The relationships between different eukaryotic lineages of HEN1 are in general agreement with the topology of the "Tree of Life". In Fungi they are present both in Basidiomycota (e.g. U. maydis) and Ascomycota (e.g. S. pombe), but they appear to have been lost from many lineages, e.g. Saccharomycotina. It is noteworthy that HEN1 orthologs could not be detected in Archaea or in primitive Eukaryota with fully sequenced genomes, such as Alveolata (e.g. Plasmodium) or Euglenozoa (e.g. Trypanosoma). On the other hand, the distribution of HEN1 homologs in Bacteria is very limited and quite erratic (only in Firmicutes – Clostridium and Streptococcus, Cyanobacteria – Nostoc and Anabaena and Actinobacteria – Kineococcus radiotolerans). This distribution would suggest that HEN1 originated in the common ancestor of Eukaryota, before the divergence of the Viridiplantae and Metazoa/Fungi branches, and has been transferred horizontally to Bacteria. However, the sequences of bacterial members of the HEN1 family appear to be more similar to the closest paralogous family UbiG than the eukaryotic members (Figure 3). This suggests that HEN1-CTD could have evolved in Bacteria by duplication of the UbiG-encoding gene and neofunctionalization of the second copy and only then was horizontally transferred to the ancestor of contemporary Eukaryota. In order to fully understand the origin of HEN1, it will be useful to characterize the molecular function of the short forms (lacking the N-terminal extensions of A. thaliana HEN1) from Bacteria as well as from other eukaryotic species (in particular animals and fungi).

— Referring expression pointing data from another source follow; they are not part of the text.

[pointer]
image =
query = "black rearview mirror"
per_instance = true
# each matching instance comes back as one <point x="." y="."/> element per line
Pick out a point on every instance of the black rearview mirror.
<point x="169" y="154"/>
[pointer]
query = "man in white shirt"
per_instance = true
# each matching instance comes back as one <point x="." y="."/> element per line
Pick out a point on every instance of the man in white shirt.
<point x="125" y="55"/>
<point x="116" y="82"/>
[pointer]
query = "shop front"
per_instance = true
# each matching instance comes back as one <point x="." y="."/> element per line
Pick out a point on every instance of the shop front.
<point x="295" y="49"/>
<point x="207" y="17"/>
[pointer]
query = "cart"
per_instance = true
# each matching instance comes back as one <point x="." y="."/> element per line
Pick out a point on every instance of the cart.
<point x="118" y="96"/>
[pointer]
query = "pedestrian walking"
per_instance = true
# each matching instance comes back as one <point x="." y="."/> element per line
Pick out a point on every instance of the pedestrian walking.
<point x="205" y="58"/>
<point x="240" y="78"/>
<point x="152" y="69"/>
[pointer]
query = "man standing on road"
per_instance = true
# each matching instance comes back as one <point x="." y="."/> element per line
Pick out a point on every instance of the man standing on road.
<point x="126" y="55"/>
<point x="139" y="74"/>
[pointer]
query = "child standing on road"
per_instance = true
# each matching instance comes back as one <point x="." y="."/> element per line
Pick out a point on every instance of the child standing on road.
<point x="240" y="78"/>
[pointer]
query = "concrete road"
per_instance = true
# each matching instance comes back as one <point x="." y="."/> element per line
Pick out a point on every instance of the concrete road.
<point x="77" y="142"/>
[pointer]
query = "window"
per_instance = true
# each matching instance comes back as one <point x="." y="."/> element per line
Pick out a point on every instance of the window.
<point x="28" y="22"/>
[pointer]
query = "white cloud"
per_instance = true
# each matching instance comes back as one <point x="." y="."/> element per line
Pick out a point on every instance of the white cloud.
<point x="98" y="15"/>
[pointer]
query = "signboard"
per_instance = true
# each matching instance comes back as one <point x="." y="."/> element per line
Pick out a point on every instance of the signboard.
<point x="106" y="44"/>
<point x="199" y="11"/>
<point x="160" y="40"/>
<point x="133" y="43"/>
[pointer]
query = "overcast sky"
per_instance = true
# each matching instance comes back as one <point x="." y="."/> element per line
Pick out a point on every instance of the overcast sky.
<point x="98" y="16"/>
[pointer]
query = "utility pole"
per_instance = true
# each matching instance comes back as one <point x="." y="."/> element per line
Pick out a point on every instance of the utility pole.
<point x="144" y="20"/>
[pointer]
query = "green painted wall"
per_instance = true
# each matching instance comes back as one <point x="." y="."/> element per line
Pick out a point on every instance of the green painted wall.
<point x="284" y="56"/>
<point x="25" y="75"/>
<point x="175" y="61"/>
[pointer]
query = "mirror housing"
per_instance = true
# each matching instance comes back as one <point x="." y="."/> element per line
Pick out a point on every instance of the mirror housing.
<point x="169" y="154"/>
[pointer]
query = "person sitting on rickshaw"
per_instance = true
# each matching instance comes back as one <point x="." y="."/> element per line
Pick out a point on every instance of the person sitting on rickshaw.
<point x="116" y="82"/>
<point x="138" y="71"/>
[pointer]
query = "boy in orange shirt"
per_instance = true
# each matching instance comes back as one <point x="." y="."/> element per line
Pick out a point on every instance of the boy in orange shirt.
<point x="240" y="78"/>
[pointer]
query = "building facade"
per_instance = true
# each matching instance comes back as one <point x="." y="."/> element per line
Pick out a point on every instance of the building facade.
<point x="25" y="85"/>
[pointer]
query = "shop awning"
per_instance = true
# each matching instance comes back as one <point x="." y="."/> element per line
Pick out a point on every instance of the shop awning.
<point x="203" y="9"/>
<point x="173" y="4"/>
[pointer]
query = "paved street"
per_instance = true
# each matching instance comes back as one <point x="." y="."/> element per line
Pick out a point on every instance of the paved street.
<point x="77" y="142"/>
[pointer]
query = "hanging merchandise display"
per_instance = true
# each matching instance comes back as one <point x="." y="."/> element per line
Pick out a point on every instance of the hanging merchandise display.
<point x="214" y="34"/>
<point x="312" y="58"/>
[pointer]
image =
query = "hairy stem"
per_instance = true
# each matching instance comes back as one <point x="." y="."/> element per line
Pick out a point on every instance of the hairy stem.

Structure prediction of the HEN1-CTD
In the absence of an experimentally determined protein structure, comparative modeling may provide a structural platform for the investigation of sequence-structure-function relationships. This technique requires a homologous template structure to be identified and the sequence of the modeled protein (a target) to be correctly aligned to the template. The C-terminal catalytic domain of HEN1 showed distant similarity to many different structures of class-I MTases in standard database searches. It is known, however, that despite the common fold and conserved cofactor-binding site, different subfamilies of MTases exhibit significant differences in the architecture of their substrate-binding pocket and the active site (e.g. ref. [29, 30]). Thus, modeling of HEN1 based on a randomly selected MTase structure could introduce large errors in the functionally most important parts of the protein and mislead the structure-based functional predictions.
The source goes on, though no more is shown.